I’m a big James Bond fan and recall with great fondness the first Bond film, Dr. No. I think it is one of my favorites because Bond drives a Sunbeam Alpine, which I also once owned. I’ve been thinking about the movie in relation to my discussion of an insider at Microsoft who materially contributed to Steve Ballmer’s failure and was core to its decade-long slide. I’ve nicknamed him Dr. No because he is famous for blocking many of the efforts that could have protected or improved Microsoft’s brand and corporate image and for refusing to promote or even protect the firm’s last CEO.
This kind of person tends to be a blight on most companies. The larger and more complex the firm, the more likely you are to have an impressive number of people who have gamed risk and have found their career path by assuring that others can’t get things done.
This was a problem HP had in spades, too. I met with HP’s head of HR this week, Tracy Keogh, and I asked how they fixed it. I got an interesting answer that I think you might find useful.
First, I should spend a moment talking about why I, or anyone else, would use Keogh as an example. Most HR heads are focused on compliance and do little more than push paper. Hardly strategic, they are in place to prevent litigation and manage people into and out of the company using a relatively risk-free process. Eminently tactical, they do little to contribute to the firm’s success other than helping to assure the company isn’t sued into bankruptcy by too many employees at once.
Keogh is a very different beast as she is a Harvard graduate and well versed in the science of managing people. At HP, HR is strategic. As a core component of Meg Whitman’s turnaround effort, Keogh has been instrumental in eliminating Forced Ranking (which Microsoft also recently identified as one of its biggest problems and killed), reinstituted employee and manager training (HP University), helped implement Net Promoter Score (NPS) as a critical management metric (it assures customer loyalty and satisfaction), and eliminated the practice of forced work from home (likely one of the stupidest policies I’ve ever seen implemented).
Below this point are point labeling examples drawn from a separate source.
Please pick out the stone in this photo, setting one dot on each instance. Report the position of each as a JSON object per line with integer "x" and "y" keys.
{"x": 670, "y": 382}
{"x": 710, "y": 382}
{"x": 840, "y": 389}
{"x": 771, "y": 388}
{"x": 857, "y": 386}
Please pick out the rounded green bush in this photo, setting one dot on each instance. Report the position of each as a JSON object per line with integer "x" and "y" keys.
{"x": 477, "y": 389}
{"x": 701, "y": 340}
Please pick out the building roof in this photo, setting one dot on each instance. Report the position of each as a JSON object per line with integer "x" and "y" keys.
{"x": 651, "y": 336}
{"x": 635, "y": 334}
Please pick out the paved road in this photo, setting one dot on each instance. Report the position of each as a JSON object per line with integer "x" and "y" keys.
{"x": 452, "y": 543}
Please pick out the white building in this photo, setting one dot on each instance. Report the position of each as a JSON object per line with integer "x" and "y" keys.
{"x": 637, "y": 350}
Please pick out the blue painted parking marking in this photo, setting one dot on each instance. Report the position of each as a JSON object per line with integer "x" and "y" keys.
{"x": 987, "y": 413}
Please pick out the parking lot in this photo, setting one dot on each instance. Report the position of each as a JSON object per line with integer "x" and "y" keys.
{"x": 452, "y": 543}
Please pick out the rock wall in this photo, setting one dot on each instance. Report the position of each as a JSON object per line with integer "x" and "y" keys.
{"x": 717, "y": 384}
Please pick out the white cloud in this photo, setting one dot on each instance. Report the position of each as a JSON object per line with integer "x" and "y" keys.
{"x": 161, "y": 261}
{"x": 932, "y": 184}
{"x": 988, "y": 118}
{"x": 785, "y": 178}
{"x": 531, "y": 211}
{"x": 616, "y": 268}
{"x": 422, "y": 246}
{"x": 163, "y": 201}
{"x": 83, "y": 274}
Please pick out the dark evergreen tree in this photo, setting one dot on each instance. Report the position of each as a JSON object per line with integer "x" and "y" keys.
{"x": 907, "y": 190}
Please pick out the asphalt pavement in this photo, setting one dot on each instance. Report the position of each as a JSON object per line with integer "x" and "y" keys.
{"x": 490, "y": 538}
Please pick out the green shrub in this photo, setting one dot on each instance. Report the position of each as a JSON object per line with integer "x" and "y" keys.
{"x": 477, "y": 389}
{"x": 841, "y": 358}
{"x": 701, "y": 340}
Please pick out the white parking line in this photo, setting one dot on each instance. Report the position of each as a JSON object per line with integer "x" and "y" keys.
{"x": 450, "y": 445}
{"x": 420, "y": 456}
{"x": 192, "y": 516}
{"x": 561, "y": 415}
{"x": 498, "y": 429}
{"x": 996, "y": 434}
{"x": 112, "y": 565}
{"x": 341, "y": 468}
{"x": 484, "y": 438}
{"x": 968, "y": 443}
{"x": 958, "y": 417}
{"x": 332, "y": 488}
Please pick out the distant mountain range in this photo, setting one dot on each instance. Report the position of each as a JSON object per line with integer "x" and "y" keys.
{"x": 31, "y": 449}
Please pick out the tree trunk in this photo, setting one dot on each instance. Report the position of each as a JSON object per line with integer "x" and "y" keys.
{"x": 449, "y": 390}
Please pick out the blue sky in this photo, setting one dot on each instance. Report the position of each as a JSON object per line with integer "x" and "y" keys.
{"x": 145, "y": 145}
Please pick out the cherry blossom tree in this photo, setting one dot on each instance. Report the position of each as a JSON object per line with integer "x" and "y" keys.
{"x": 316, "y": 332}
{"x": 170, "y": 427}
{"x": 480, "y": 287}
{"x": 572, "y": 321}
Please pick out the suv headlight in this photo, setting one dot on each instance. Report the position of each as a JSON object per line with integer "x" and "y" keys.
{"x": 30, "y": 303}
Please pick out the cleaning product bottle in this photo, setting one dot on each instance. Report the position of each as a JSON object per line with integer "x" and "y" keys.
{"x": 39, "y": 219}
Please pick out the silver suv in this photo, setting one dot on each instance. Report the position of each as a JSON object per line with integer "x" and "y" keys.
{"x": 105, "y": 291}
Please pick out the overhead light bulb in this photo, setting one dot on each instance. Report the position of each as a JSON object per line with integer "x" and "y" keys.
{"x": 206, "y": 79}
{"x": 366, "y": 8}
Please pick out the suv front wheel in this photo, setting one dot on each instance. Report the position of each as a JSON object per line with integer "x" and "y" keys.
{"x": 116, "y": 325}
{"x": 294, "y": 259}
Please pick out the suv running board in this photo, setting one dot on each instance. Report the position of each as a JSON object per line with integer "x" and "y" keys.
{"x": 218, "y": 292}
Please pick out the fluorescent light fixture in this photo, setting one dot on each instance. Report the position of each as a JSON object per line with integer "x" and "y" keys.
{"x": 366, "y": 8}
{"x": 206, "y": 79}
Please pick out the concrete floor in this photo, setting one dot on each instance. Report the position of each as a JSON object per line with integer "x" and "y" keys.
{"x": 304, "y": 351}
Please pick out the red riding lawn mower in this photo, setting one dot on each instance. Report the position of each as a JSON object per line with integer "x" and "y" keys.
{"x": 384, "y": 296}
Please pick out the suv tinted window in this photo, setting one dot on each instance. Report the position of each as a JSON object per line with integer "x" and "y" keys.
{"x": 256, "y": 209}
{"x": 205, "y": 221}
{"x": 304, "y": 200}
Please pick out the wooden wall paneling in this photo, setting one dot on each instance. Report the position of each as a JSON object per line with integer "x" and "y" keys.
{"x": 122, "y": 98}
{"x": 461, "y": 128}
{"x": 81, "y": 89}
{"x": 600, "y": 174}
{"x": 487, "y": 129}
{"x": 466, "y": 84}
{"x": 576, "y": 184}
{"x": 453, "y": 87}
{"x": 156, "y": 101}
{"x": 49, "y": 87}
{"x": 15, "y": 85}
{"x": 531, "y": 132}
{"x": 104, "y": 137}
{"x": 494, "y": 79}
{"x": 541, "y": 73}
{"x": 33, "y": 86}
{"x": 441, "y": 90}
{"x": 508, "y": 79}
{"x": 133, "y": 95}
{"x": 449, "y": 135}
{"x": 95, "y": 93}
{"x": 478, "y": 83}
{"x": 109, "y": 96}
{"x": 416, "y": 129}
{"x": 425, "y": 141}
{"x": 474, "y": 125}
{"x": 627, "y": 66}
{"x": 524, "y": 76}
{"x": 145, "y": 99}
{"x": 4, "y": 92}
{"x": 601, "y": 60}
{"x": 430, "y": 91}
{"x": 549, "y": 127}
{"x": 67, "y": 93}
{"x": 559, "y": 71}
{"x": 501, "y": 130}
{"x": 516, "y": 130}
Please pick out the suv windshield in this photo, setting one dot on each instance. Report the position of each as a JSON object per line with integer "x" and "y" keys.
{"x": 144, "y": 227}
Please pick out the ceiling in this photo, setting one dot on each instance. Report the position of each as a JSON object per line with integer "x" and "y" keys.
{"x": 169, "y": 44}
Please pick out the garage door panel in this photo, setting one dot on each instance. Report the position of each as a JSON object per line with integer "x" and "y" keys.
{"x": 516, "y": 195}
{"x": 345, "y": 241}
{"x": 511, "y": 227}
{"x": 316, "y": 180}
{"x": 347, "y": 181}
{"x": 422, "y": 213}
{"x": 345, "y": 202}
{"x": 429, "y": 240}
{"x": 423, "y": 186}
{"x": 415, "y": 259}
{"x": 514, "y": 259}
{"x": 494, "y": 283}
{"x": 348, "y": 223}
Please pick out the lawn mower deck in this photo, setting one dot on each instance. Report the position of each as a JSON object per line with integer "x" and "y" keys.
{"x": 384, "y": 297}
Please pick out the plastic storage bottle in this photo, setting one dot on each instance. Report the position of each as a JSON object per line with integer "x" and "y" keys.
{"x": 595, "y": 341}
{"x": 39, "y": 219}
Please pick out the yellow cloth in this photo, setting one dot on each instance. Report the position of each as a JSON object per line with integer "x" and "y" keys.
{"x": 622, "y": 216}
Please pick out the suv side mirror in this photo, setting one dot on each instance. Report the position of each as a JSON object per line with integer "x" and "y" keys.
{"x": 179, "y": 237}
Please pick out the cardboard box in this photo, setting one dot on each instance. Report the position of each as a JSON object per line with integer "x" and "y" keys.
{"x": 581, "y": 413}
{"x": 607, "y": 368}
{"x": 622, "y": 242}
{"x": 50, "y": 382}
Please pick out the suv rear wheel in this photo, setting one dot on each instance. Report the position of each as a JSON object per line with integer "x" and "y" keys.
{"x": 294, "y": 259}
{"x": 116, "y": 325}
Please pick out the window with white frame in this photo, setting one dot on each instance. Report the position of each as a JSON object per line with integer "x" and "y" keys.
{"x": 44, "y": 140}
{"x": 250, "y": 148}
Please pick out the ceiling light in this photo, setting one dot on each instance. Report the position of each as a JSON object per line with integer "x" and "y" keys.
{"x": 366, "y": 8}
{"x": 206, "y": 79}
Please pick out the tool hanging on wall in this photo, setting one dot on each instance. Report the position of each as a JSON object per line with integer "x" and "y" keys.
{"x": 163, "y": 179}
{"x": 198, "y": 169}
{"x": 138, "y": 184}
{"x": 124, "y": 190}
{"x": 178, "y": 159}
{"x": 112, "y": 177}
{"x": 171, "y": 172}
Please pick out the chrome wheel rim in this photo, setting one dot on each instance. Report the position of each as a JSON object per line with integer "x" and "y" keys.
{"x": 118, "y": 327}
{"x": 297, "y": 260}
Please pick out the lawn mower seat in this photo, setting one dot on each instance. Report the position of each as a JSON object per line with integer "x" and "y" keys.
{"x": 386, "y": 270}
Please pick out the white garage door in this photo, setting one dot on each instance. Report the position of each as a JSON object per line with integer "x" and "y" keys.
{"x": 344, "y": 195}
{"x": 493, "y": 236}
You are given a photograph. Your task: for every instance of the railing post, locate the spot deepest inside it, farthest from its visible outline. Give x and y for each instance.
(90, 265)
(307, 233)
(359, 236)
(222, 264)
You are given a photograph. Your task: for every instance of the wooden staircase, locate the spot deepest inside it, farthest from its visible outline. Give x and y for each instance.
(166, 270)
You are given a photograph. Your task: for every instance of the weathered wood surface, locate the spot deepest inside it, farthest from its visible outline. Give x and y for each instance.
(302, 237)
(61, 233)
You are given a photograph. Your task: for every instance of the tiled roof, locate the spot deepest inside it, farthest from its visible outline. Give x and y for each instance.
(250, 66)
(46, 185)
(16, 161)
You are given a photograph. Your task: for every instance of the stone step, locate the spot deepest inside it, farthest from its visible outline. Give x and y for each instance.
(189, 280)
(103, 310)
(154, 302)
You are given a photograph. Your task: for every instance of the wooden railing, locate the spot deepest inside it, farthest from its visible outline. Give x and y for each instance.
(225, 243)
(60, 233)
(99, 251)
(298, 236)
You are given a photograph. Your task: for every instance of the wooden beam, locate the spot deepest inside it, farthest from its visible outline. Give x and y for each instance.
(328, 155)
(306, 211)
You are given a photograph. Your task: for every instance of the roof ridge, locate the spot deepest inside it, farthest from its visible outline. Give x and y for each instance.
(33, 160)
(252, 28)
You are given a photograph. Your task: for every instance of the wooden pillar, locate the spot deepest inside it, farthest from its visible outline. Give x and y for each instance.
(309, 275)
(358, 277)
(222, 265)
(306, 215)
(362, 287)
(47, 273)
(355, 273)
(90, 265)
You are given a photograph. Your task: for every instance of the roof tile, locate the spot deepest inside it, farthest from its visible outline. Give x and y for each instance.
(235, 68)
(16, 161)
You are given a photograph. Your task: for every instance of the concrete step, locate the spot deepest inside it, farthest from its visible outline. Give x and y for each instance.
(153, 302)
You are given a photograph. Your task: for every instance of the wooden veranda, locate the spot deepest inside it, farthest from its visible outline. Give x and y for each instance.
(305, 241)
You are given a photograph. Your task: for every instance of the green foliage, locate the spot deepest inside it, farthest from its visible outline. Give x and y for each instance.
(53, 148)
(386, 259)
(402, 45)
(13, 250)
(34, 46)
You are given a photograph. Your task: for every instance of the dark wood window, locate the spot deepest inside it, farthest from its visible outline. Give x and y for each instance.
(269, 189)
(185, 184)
She was instrumental in identifying what was keeping employees from performing and then in fixing those problems.
In short, when it comes to HR, I’m not aware of anyone in her league. Given that HP had Dr. No types all over, I asked what she did to eliminate them.
Killing Dr. No
What Keogh did was implement a policy that promoted and rewarded escalation. That’s kind of brilliant, given that the Dr. No types of the world are doing this largely to be able to point out that they were right, if they are bypassed, or to prevent any personal risk from approving something that might fail. Rewarding those who go around them should have a detrimental impact on the careers of the naysayers, particularly because it results in metrics clearly identifying the behavior as a problem for the company. So the folks who go around the Dr. No types advance and the naysayers get eliminated. Granted, you likely have to get rid of Forced Ranking first, because that tends to penalize risk takers, but both HP and Microsoft have done that.
Management also moved to redefine “The HP Way” so it wouldn’t be the foundation that the Dr. No types used and turned it into a variant of the U.S. Marine slogan, “adapt and overcome,” which was far more consistent with the HP founders. Once again, that turns folks who stand in the way of progress into more obvious liabilities for the company.
Wrapping Up: Microsoft’s Saviors, Tracy Keogh and Tony Prophet
Keogh eliminated Forced Ranking first and by example, is showcasing how Microsoft could identify and get rid of the guy that shot Steve Ballmer from the inside before he can do the same to Satya Nadella. And Tony Prophet, who was at HP when these changes were implemented, and is known to have been one of their very best, has recently left HP to join Microsoft. In his new position, he’ll know that, if he is to be successful, Microsoft’s Dr. No will have to go. I have every expectation that Keogh’s example and Prophet’s experience will be instrumental in assuring that Nadella doesn’t end up like Ballmer did. In fact, given Prophet’s incredible reputation at HP, I kind of wonder if he won’t become Microsoft’s James Bond and take out Dr. No. We can only hope.